Microsoft made its first post about the attack on 19 January, saying that the attackers in question had been in its systems for nearly two months before they had been detected.

{loadposition sam08}This is the second time in recent times that foreign actors have spent long periods within Microsoft's corporate networks without being detected.

In July last year, a breach of Microsoft's Azure cloud led to the compromise of email accounts belonging to American envoy to Beijing, Nicholas Burns, assistant secretary of state for East Asia, Daniel Kritenbrink and US Commerce Secretary Gina Raimondo among others.

Security experts warned that the effect of the intrusion could be much wider than reported, and could affect applications beyond those claimed by Microsoft to be impacted.

Last November, Microsoft released a blog post claiming the company had put in place what it called a Secure Future Initiative which it described as a "new initiative to pursue our next generation of cybersecurity protection."

British security expert Kevin Beaumont said he had concluded that the reality of everything at Microsoft was too complex. "Lots of MS things ship in risky configurations, nobody (including Microsoft) can figure out how to scale securing it and everything is way too expensive, he said.

"Microsoft’s two biggest commercial security risks are ransomware groups, and /itself/.

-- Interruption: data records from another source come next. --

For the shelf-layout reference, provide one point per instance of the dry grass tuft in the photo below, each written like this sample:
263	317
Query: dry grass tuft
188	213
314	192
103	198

"They've gone from saying attackers think in graphs to getting attackers to live on the Microsoft Graph, which has allowed them to monetise their cloud security failures."

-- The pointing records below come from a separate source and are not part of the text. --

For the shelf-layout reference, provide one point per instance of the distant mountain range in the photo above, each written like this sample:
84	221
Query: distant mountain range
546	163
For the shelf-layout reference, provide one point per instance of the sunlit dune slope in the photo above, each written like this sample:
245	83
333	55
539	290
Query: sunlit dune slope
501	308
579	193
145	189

Stamos said the second blog post about the latest attack had also provided some clarity about how an attack against a legacy non-production test tenant could lead to accessing the emails of key Microsoft executives.

The post said: "Midnight Blizzard leveraged their initial access to identify and compromise a legacy test OAuth application that had elevated access to the Microsoft corporate environment. The actor created additional malicious OAuth applications.

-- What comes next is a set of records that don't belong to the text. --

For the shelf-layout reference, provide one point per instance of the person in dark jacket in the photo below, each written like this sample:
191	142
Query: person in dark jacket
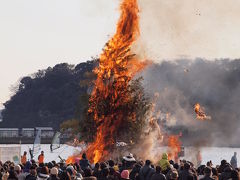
207	174
96	170
158	175
32	173
227	173
12	175
134	174
146	171
235	175
88	175
186	173
233	161
54	174
223	165
84	163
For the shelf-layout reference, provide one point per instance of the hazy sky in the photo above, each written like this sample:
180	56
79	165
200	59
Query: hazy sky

"They created a new user account to grant consent in the Microsoft corporate environment to the actor controlled malicious OAuth applications. The threat actor then used the legacy test OAuth application to grant them the Office 365 Exchange Online full_access_as_app role, which allows access to mailboxes."

Stamos said AzureAD was overly complex, and lacked an interface that allowed administrators to easily understand the web of security relationships and dependencies that attackers were becoming accustomed to exploiting.

"In many organisations, AzureAD is deployed in hybrid mode, which combines the vulnerability of cloud (external password sprays) and on-premise (NTLM, mimikatz) identity technologies in a combination that smart attackers utilize to bounce between domains, escalate privilege and establish persistence," he explained.

"Calling this a 'legacy' tenant is a dodge; this system was clearly configured to allow for production access as of a couple of weeks ago, and Microsoft has an obligation to secure their legacy products and tenants just as well as ones provisioned today.

"It's not clear what they mean by 'legacy', but whatever Microsoft's definition it is likely to be representative of how thousands of their customers are utilizing their products."

He also accused Microsoft of using its own security flaws to upsell, citing three sentences from the second blog as evidence.

"These sentences in the blog post deserve a nomination to the Cybersecurity Chutzpah Hall of Fame, as Microsoft recommends that potential victims of this attack against their cloud-hosted infrastructure," Stamos wrote.

The sentences he cited were:

  • "Detect, investigate, and remediate identity-based attacks using solutions like Microsoft Entra ID Protection;
  • "Investigate compromised accounts using Microsoft Purview Audit (Premium); and
  • "Enforce on-premises Microsoft Entra Password Protection for Microsoft Active Directory Domain Services.”

Stamos said Microsoft was using the blog post as a means of upselling customers on their security products, "which are apparently necessary to run their identity and collaboration products safely!

"This is morally indefensible, just as it would be for car companies to charge for seat belts or airplane manufacturers to charge for properly tightened bolts," he added.